Há desalento fingido no árido abandono da paisagem que se estende no mar sereno da planície. Um mar onde a água é uma ilusão que os lábios da terra poucas vezes tocam.
Lê-se na face do infinito que o sol tórrido, votou este recanto à febre latente da solidão.

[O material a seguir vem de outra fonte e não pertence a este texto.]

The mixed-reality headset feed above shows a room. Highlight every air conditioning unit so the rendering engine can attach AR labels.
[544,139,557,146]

Os animais no meio dos campos repousam de forma tranqüila, resignados à fome que o hábito os ensinou a suportar. Cabisbaixos, ruminam a erva inexistente; sonham com o verde que nunca viram e que apenas conhecem dos rumores que a escassa brisa arrasta quando não fica ancorada no calor.
Ao início da tarde, respira-se um ar que traz um longo lamento ao castanho imenso que ferve debaixo do olhar atento do céu. É corajosa a natureza que recebe este bafo que a sufoca, sem que um murmúrio irado se ouça. No fim do dia quando a tarde começa a esmorecer e espalha já uma claridade forçada sobre o horizonte, há um amontoado de ilusões que vagueiam pelo jardim do crepúsculo.
Quem terá concebido este sonho perfeito no coração do vazio?